En effet, selon de nombreux rapports, en 2024, l’offensive des forces armées a contribué à désorganiser les groupes armés terroristes. Cette dynamique à mi-année n’a pu être maintenue, en témoigne encore le rapport du Bureau de la coordination des Affaires humanitaires des Nations unies, dont les bulletins d’information avancent des chiffres funestes.
Le rapport d’OCHA publié ce mardi 12 août indique que cette hausse s’accompagne d’une extension géographique des violences, notamment vers l’ouest du pays, dans la région de Kayes, présentant des dynamiques similaires à celles observées dans le centre et le nord du pays.
L’un des événements marquants de cette année a été les attaques coordonnées à Kayes par des groupes armés terroristes qui ont visé la résidence du gouverneur de ladite région, des postes des forces de l’ordre ainsi que des unités industrielles.

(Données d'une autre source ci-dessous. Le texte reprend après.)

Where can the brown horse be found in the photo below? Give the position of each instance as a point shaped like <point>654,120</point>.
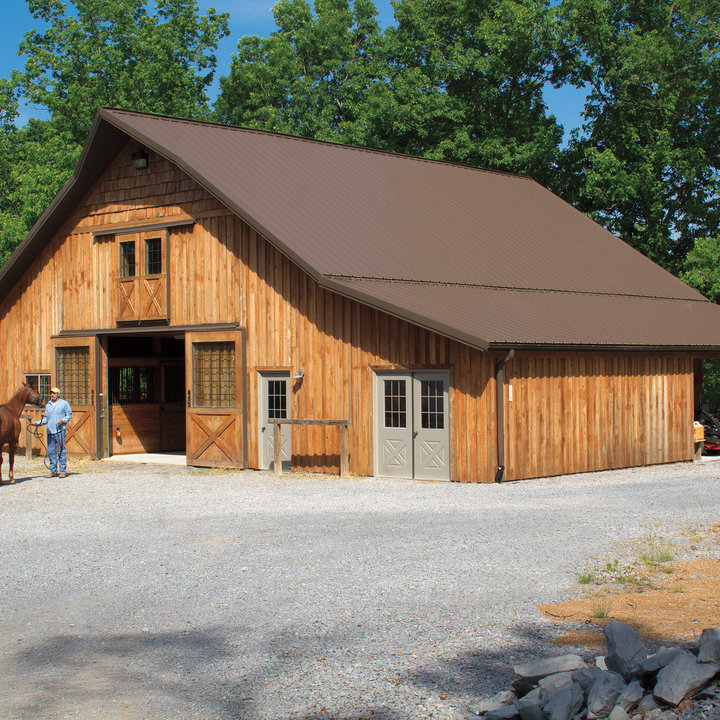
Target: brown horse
<point>10,423</point>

Le même jour, de façon simultanée, ces groupes ont attaqué 6 autres localités du pays, dont la région de Nioro du Sahel, Niono. En plus des positions des forces armées maliennes, pendant la période, l’OCHA rapporte des cas de violence contre 10 humanitaires, causant deux décès parmi le personnel humanitaire. Ces chiffres, commente OCHA, traduisent une pression croissante sur les opérations humanitaires dans le pays, en particulier en dehors des centres urbains.

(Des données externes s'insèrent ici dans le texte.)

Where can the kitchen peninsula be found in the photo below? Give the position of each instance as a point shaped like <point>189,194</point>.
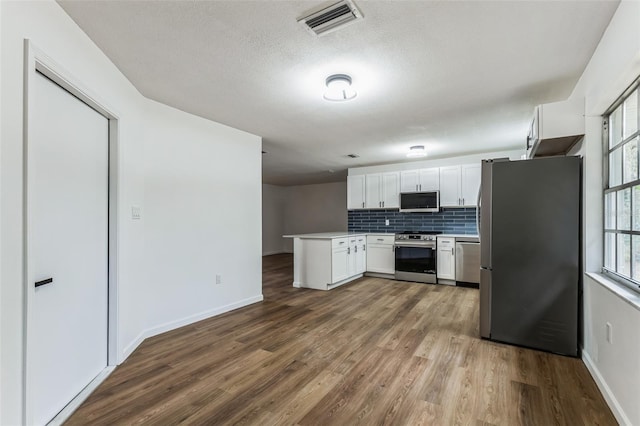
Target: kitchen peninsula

Timissa se vide de sa population
Dans la région de Ségou, avant l’incident du 25 juillet qui a coûté la vie à deux staffs d’une ONG nationale, la situation sécuritaire continuait à se dégrader.
« Sur les 30 villages de la commune de Timissa, au moins 17 se sont déjà vidés de leurs populations », témoigne un maire à OCHA. Une grande partie de ces déplacés a trouvé refuge à San, Sofara, Bla, Ségou ou Bamako, souligne la Mission humanitaire.
Dans la région de Kidal, les routes deviennent de plus en plus dangereuses.
« La présence croissante d’acteurs armés affectant l’accès et l’approvisionnement de la ville de Kidal », soutient OCHA. Cette situation entraîne une pénurie de produits essentiels et une hausse des prix.
Illustrant ces faits, la Mission humanitaire a rappelé que le 28 juillet, 8 camions de marchandises ont été interceptés par des acteurs armés sur l’axe Anefif-Kidal, dont certains transportaient des intrants nutritionnels humanitaires d’une organisation internationale. La preuve, selon elle, que la situation sécuritaire reste volatile dans cette partie du pays, en dépit de la montée en puissance des Forces armées maliennes.
Dans la région de Tombouctou, depuis l’instauration de la restriction d’accès le 4 mai 2025 à Gossi, suivie d’un déplacement de population, une partie de la population restée dans la ville vit dans des conditions extrêmement difficiles avec très peu d’accès aux services sociaux de base.
« Les partenaires humanitaires qui n’y avaient pas accès ont pu, grâce à une stratégie communautaire en début juillet, apporter une assistance. Les acteurs armés qui contrôlent les accès à la ville ont imposé, le 27 juillet, une interdiction totale de mouvements des engins tricycles, les seuls qui assurent le transport des personnes et de leurs biens », a affirmé le rapport d’OCHA.
Pour la mission humanitaire, cette nouvelle situation exacerbe davantage les conditions de vie difficiles de ces populations. En ce sens, a-t-elle ajouté « Aucun acteur ne peut plus accéder à cette ville. La vulnérabilité de la population va s’aggraver. »
Malgré cet environnement, les interventions humanitaires se poursuivent. Cependant, elles soulignent l’urgence de renforcer les mécanismes d’accès humanitaire communautaire, à travers une coordination de proximité plus proactive avec les acteurs concernés sur le terrain.